Publié le 18/03/2010




Plusieurs prêtres catholiques et un responsable laïc ont exprimé leur désapprobation concernant le clergé, à quelque religion qu’il appartienne, qui s’engage dans un parti politique. Libre aux clercs de se lancer dans l’action sociale mais attention à ne pas se risquer dans les luttes entre partis politiques, telle est la position qu’ils ont récemment défendue après l’annonce faite par un moine bouddhiste connu du grand public de former un parti politique confessionnel, bouddhiste, une première au Sri Lanka.

Le 22 janvier, le vénérable Gangodawila Soma Thero, célèbre prédicateur bouddhiste à la télévision, a en effet déclaré devant les médias qu’il fondait un parti, le Jana Vijaya Sankalpaya (JVS, ‘Pour la victoire du peuple’), pour sauvegarder les droits des bouddhistes singhalais, mal défendus, à ses yeux, par les hommes politiques actuels. « Notre idéal politique est un Etat bouddhiste », a-t-il déclaré, ajoutant qu’il avait l’intention de se présenter aux prochaines élections présidentielles et comptait sur son parti pour gagner un minimum de vingt à trente sièges au Parlement. Le moine bouddhiste a affirmé qu’il ne pouvait s’en tenir à de simples exhortations alors que les non-bouddhistes se concertaient pour détruire le bouddhisme en attirant à eux les bouddhistes miséreux par l’appât de l’argent : « Nous n’échapperons pas à la colère de la postérité si l’on continue à tolérer cette situation. »

Au cours de la conférence de presse du 22 janvier, le JVS a ainsi distribué des tracts accusant les catholiques et les protestants de détruire l’éthique séculaire des bouddhistes singhalais et reprochant aux colonisateurs britanniques d’avoir importé la corruption dans le pays, installant des « larbins indigènes » comme dirigeants.

Pour le P. Vimal Tirimanne, rédemptoriste président de la Conférence des supérieurs majeurs du pays, le point de vue du vénérable Soma sur la destruction prétendue des traditions bouddhistes n’est que « pur extrémisme religieux Selon lui, le nouveau parti a été créé parce que « les hommes politiques ne tiennent aucun compte des opinions des moines, les réduisant ainsi à des entités inexistantes » (2Le P. Oswald Firth, du Centre pour l’étude de la Société et de la Religion, basé à Colombo, a affirmé de son côté, qu’il était certes raisonnable pour le clergé de s’engager en politique, l’un des meilleurs terrains pour l’action sociale, mais qu’il ne devait pas s’impliquer dans la lutte politique partisane.

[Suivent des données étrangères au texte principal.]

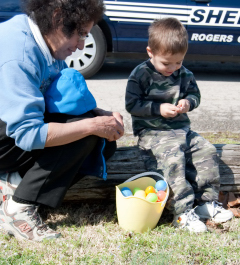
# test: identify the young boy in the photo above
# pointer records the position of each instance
(159, 94)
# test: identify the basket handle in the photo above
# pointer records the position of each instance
(145, 174)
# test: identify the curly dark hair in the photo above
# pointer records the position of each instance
(71, 14)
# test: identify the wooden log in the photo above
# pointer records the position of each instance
(127, 162)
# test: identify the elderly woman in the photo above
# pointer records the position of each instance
(42, 155)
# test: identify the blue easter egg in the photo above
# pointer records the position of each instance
(161, 185)
(126, 192)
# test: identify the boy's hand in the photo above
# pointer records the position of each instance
(168, 110)
(183, 106)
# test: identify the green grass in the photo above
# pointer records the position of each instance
(212, 137)
(91, 235)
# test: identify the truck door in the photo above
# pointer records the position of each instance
(131, 20)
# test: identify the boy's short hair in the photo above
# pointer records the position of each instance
(167, 35)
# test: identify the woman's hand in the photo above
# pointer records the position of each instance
(109, 127)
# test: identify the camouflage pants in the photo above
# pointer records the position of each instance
(187, 161)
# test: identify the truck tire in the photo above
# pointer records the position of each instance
(89, 60)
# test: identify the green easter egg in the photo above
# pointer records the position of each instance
(135, 189)
(152, 197)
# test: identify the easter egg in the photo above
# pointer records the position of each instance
(161, 185)
(140, 194)
(135, 189)
(161, 195)
(126, 192)
(152, 197)
(150, 189)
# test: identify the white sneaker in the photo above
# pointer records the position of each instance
(214, 211)
(190, 221)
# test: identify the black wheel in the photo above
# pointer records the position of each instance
(89, 60)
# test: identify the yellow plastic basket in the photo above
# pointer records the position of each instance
(138, 214)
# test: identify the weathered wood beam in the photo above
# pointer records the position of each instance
(127, 162)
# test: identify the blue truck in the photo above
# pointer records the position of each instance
(213, 27)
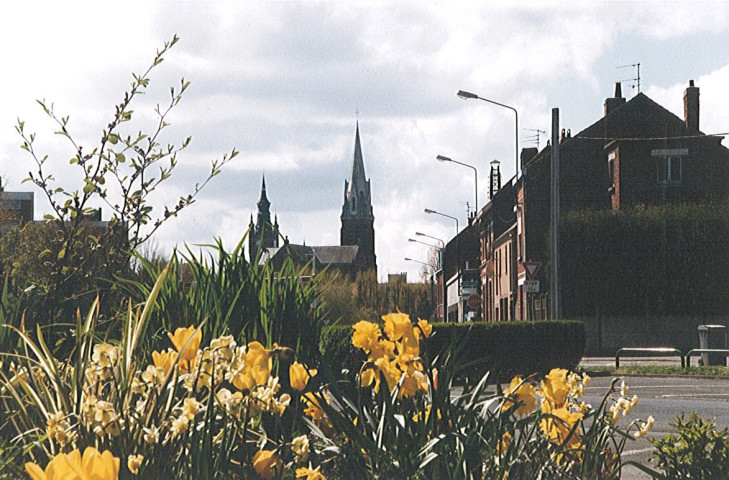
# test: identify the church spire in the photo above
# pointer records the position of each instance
(263, 203)
(357, 198)
(357, 217)
(263, 234)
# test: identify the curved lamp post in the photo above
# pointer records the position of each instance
(429, 211)
(467, 95)
(457, 263)
(442, 158)
(420, 234)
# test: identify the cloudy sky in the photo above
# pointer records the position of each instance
(285, 82)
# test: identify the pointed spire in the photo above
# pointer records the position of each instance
(357, 179)
(263, 203)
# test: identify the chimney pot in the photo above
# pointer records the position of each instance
(613, 103)
(691, 107)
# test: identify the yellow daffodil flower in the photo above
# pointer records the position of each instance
(522, 393)
(397, 325)
(299, 375)
(267, 464)
(180, 338)
(558, 427)
(134, 462)
(425, 328)
(366, 334)
(308, 474)
(555, 388)
(93, 465)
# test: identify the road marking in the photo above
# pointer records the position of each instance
(694, 395)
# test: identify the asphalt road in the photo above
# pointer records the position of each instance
(665, 398)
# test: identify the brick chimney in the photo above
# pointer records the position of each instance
(691, 107)
(613, 103)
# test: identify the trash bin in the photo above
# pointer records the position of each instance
(712, 336)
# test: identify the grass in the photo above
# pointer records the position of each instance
(711, 371)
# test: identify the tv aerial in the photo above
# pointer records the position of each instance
(636, 79)
(535, 136)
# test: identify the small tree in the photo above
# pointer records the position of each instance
(121, 172)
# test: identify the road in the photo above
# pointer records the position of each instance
(665, 398)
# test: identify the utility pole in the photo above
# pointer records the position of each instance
(554, 300)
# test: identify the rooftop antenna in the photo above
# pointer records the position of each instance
(468, 209)
(636, 80)
(534, 137)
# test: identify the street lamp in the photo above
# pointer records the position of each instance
(442, 158)
(424, 243)
(457, 263)
(442, 243)
(432, 284)
(429, 211)
(466, 95)
(422, 263)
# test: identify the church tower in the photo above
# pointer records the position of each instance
(358, 221)
(263, 234)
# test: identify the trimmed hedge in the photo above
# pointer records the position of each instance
(504, 348)
(647, 261)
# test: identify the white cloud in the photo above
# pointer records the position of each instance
(282, 82)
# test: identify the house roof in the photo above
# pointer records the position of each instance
(640, 117)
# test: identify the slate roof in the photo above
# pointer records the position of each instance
(639, 117)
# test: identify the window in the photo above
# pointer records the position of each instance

Le P. Aloysius Peiris, théologien jésuite et directeur fondateur du Centre de recherche de Thulana, pense, quant à lui, qu’il est encore trop tôt pour commenter l’avantage qu’il y aurait à avoir un parti politique bouddhiste mais a ajouté que son centre, partie prenante dans l’action sociale et forum pour le dialogue entre bouddhistes et chrétiens, étudiait la nécessité d’un tel parti. D’après Lerins Peiris, dirigeant laïc et principal animateur d’un Centre pour le réveil des masses populaires, « le moine symbolise le ‘Dhamma’ (la doctrine) et possède un grand pouvoir spirituel pour combattre l’érosion actuelle des valeurs culturelles due aux influences néfastes ». Cependant, « briguer la présidence de la République est inadmissible et dépasse toute limite », a ajouté Peiris, pionnier du mouvement des Equipes enseignantes du Sri Lanka, dont les militants participent au mouvement pour la paix dans le pays. Selon le P. Merwyn Fernando, directeur de l’Institut Subodhi pour l’Education globale, la politique et la religion doivent rester deux domaines bien distincts, sauf à susciter de nouvelles divisions mettant en péril le bien commun (3).

Dans sa conférence de presse, le vénérable Soma s’est prononcé contre « une solution fédérale » comme issue aux deux décennies de combats qui ont opposé la majorité bouddhiste cinghalaise et la minorité tamoule hindoue en lutte pour obtenir un territoire indépendant au nord et à l’est de l’île. Depuis le cessez-le-feu de février 2002, il y a tout juste un an, le gouvernement et les rebelles négocient. A la fin de la dernière session de négociation, les deux parties se sont mises d’accord pour étudier une solution en vue d’une autodétermination dans les régions où vivent les Tamouls, fondée sur une structure fédérale au sein d’un Sri Lanka uni. Pour le P. Firth, le rejet du moine bouddhiste de toute structure fédérale devrait inciter les autorités gouvernementales à être davantage à l’écoute de l’opinion des moines dans les pourparlers de paix en cours.